Almost broke up with my therapist on the spot when she said she had never seen Ratatouille. How could she possibly help me she knows nothing
My 75 y/o mom has cataracts & is a bit colorblind now.
She gave my 11 y/o son a pink sweatshirt she thought was orange.
I’m gonna write on the back “don’t laugh I got this from your girlfriends house last night.”
Neither 11 nor mom think that’s funny.
My daughter wants a smart car for her 16th birthday. She thinks it will do her geometry homework.
calf- calves
half – halves
self – selves
wolf – wolves
golf – golves
My cat and I have lots in common like how we both cry when we’re hungry and both put our ass in the air when it’s being rubbed.
I got mad at a rock today.
I chopped it in half with my lightsaber.
Now there are two rocks.
Send help. Now.
Fitness guru just tweeted “remember to breathe” and it was pure luck that I got the message in time.
I think the next Fast and Furious should take place in a world with adequate public transportation. Then they wouldn’t need to worry about going so fast since they would just get everywhere on time.
Me: And this small habitat is home to over 90% of the world’s bacteria
*tourists taking photos*
Me: Any questions? Yes. You there
Son: If you get these people to leave I’ll clean my room
“Get at least 8 hours of beauty sleep. 9 if you’re ugly.” – Betty White
Bro what is this
I may not be the prettiest or smartest girl in the room, but I definitely have the most chicken nuggets in my purse.

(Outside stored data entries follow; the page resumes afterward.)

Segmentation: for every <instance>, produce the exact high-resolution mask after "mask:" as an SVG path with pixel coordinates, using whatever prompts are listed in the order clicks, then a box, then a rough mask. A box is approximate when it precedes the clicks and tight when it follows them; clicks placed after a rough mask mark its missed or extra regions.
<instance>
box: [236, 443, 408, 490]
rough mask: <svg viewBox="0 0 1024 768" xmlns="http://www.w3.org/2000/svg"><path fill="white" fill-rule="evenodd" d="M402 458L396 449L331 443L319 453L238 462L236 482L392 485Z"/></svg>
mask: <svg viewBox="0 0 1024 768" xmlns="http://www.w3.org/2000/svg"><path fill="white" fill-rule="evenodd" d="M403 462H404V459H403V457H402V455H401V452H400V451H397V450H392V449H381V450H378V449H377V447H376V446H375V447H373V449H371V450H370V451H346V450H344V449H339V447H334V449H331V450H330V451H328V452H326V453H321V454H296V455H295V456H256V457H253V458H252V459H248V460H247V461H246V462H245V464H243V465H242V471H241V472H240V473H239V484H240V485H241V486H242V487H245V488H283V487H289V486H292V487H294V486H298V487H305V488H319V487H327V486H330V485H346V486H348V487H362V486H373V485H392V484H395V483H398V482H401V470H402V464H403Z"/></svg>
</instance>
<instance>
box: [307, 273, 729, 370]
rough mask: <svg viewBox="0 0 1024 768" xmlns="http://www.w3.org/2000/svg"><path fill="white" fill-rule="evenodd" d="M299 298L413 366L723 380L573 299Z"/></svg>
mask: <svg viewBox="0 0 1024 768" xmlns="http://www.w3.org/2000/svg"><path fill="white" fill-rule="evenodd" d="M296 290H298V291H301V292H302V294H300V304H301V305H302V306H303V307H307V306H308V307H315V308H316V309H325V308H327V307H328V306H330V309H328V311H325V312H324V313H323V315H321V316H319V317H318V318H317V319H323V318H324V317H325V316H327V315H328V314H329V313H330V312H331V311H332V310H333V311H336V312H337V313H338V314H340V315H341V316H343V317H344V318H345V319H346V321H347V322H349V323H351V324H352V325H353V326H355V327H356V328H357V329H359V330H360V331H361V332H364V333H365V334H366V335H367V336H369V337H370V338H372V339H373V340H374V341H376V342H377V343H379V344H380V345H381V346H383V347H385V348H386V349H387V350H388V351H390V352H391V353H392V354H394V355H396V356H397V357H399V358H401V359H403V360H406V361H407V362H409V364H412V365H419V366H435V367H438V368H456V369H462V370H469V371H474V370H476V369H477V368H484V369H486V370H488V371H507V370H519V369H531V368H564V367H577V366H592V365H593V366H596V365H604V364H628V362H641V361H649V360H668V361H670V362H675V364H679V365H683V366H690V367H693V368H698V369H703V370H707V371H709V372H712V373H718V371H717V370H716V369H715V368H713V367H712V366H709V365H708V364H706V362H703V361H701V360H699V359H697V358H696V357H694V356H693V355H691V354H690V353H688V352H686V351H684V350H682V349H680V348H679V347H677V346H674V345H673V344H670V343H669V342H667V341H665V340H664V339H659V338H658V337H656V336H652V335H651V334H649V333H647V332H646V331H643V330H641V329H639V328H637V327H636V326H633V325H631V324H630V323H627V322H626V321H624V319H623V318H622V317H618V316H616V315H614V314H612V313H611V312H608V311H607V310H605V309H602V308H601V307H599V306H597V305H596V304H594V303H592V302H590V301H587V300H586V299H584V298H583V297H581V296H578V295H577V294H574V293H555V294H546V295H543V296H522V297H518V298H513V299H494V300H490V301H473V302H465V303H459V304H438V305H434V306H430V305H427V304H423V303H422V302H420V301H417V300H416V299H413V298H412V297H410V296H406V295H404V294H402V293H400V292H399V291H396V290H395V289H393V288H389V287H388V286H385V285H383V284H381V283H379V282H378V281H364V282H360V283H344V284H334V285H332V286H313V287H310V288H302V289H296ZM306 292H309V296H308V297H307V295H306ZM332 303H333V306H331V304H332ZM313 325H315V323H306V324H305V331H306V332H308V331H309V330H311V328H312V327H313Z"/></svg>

Me: Honey, where do we keep those legally binding documents our marriage is based on?
Her: You mean the mortgage papers?
Me: Yep those ones
Pretty arrogant of Red Delicious Apples to put “delicious” in their name. Like calm down. You’re still just an apple. You ain’t no prize.
Some guy in a strange costume walked up my front steps but when I went to give him some candy he just gave me some mail
A woman could tweet “My dog just died” and she would get replies like “Well, I’m not dead ;)”
Q: Why isn’t the moon hairy?
A: Because it waxes every month.
Hey babe, are you a voodoo doll? Because I feel like stabbing you.
My ex boyfriend was into two types of women:
1) Me
2) My Best Friend
Me: But aren’t you scared of the Elf on the Shelf? We don’t have to have him come around…
Kid: No! He’s just a stuffy that comes to life and tickles you and watches you all the time, it’s fine.